Lieutenant Colonel Charles Harter of the Civil Air Patrol is looking to add a youth or “cadet” wing to the area program.
This will give interested youth, ages 12-18, an opportunity to learn about flight, leadership and military service.
The Civil Air Patrol (CAP) is an auxiliary wing of the U.S. Air Force that performs services for the federal government and for state and local communities. Its primary missions are emergency services, cadet programs and aerospace education. In Missouri, the Civil Air Patrol has more than 1,000 members, with the cadet program made up of 423 members as of last year.
Harter commands seven squadrons in eastern Missouri that go “from Hannibal down to Malden.” On a recent visit to his Cape Girardeau cadet squadron, he noticed two members driving from Bismarck and Farmington every week.
“I kept that in the back of my mind to start a cadet program here,” he said. “There’s like a big a gap we’re trying to close.”

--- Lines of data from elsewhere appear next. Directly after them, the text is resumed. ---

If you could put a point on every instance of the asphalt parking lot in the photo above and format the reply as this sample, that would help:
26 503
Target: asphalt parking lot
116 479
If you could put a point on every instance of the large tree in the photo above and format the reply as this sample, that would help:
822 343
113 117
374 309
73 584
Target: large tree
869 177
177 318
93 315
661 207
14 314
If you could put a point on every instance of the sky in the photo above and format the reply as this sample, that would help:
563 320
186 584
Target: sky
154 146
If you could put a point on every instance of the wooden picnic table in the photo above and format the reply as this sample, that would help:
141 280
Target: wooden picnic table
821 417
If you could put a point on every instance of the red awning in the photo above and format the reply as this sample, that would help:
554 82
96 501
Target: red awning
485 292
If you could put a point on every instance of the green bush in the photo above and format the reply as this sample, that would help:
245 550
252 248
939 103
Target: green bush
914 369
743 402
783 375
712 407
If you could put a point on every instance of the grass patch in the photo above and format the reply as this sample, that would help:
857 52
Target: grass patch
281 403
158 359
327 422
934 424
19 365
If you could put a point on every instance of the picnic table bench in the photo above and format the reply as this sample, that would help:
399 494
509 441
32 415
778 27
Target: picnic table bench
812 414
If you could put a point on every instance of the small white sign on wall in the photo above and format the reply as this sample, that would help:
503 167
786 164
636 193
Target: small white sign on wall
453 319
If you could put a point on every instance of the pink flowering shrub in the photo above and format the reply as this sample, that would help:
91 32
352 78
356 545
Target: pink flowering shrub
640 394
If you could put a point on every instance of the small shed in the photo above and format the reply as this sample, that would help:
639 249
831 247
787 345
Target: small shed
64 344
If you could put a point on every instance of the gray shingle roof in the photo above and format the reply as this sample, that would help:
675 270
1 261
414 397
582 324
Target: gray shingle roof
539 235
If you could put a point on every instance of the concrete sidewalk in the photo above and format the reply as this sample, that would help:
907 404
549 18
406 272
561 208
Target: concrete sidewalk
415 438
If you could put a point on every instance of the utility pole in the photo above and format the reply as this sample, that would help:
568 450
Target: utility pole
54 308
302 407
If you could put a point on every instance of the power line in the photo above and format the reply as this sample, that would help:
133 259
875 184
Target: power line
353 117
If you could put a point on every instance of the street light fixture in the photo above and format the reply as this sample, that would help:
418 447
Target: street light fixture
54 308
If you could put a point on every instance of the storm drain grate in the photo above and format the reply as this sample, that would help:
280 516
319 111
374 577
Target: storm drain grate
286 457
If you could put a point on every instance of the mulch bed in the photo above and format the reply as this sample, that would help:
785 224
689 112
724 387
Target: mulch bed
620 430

He visited several schools in the region and decided that it was time to start a program. Cadets usually meet every week for two hours, one monthly Saturday event and one week-long encampment in the summer.
Many of the students who join the cadet program are interested in joining the Air Force, and sometimes into the aeronautics field. The CAP website says that 72 percent are interested in military service and 66 percent are interested in aviation careers.
In many cases, the cadets learn how to fly.
“Once they’ve gained their first rank,” he said, “they’re able to start five [orientation rides].”
This is where they’re in the seat next to the pilot, observing and being instructed in the operation of a vehicle. With permission of the pilot, they can join other orientation rides in the back seat.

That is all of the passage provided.